Je selfie donc je suis …

selfie

Les métamorphoses du Moi à l’ère du Virtuel – Elsa Godart -Éditions Albin Michel- 2016

Parlons du « Selfie » !

À moins d’habiter sur Mars, impossible de ne pas connaître ce mot, progressivement installé dans notre langage quotidien.
Elsa Godart, philosophe et psychanalyste, nous propose dans cet essai, une analyse parfaite, étayée et précise du « phénomène selfie ».

Le titre s’inspire de façon volontaire du fameux « Je pense donc je suis » de Descartes.

Le selfie, cet acte en apparence anodin, est une des manifestations incontournables de cette « Humanité 2.0 à l’heure du transhumanisme » sur le Net, les réseaux sociaux (Facebook, Instagram, Tinder,Twitter…)

Tout va vite, de plus en plus vite, et nous ne sommes qu’au début d’une gigantesque frénésie qui bouleverse la conception de l’espace temps, le « Hic et nunc » (ici et maintenant).

L’outil, parmi tant d’objets connectés que nous utilisons, est le smartphone. Tellement présent que l’on se demande parfois, comment avions-nous pu vivre sans !

De façon très méthodique et claire, Elsa Godart décrit le décor de cet environnement numérique qui est le nôtre désormais.

Elle passe tout au crible, de l’origine de cette forme d’image nouvelle (remontant aux sources, le mythe de Narcisse) qui veut prolonger l’éphémère et le faire durer.

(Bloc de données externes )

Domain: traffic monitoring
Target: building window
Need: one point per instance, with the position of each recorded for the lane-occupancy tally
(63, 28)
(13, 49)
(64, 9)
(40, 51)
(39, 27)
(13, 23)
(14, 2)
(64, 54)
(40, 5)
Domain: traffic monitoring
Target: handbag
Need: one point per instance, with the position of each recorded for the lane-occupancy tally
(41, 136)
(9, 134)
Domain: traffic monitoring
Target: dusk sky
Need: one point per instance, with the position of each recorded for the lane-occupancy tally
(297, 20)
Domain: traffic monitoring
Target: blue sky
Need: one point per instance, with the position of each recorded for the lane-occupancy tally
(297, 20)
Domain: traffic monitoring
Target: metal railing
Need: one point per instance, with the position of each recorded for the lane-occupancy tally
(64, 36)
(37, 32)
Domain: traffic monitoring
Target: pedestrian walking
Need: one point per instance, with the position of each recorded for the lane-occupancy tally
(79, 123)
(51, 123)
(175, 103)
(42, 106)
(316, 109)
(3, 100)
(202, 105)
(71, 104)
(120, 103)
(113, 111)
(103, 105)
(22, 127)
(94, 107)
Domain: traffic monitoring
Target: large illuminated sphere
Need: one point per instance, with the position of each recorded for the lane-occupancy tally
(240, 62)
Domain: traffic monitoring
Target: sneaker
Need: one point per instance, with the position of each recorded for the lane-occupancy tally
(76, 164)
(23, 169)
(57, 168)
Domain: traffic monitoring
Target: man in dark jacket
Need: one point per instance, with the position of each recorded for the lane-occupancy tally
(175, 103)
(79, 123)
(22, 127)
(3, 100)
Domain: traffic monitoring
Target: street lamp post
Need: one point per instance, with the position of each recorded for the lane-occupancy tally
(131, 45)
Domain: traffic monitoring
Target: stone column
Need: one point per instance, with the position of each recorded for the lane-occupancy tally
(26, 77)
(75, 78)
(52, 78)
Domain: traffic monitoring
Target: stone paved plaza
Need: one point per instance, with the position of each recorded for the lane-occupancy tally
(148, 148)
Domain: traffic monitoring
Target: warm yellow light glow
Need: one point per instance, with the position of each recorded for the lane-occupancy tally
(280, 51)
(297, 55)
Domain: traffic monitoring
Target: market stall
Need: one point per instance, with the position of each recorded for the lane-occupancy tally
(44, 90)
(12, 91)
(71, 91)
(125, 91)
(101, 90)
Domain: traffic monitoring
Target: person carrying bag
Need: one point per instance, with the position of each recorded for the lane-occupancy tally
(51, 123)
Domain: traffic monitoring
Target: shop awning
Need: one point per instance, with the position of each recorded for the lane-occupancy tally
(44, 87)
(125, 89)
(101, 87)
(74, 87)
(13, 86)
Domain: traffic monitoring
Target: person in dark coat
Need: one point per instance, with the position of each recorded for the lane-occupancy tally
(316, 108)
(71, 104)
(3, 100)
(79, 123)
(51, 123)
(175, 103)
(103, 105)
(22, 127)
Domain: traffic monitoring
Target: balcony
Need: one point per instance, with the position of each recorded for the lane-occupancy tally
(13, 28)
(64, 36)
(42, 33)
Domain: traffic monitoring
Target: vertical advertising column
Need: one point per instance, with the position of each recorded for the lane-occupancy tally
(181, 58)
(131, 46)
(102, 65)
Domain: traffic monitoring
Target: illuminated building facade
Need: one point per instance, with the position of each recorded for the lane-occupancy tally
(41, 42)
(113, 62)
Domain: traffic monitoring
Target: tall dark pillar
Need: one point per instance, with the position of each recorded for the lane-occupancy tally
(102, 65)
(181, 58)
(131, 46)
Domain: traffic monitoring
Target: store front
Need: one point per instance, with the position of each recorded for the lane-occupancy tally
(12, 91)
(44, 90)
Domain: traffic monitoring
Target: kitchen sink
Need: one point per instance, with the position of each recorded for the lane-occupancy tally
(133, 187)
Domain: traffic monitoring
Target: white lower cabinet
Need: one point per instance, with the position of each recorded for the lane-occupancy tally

Elle décrypte l’univers virtuel dans lequel, bon gré, mal gré, nous sommes immergés.

Et vouloir le nier semble vain.

Elle nous donne la possibilité de comprendre et de décoder « l’acte selfique » qui fige, transmet et donne une nouvelle vie à notre image.

Elle rappelle que la notion d’autoportrait n’est pas nouvelle, et l’Art nous propose de nombreux exemples. Mais la version « selfie » est une vraie mutation.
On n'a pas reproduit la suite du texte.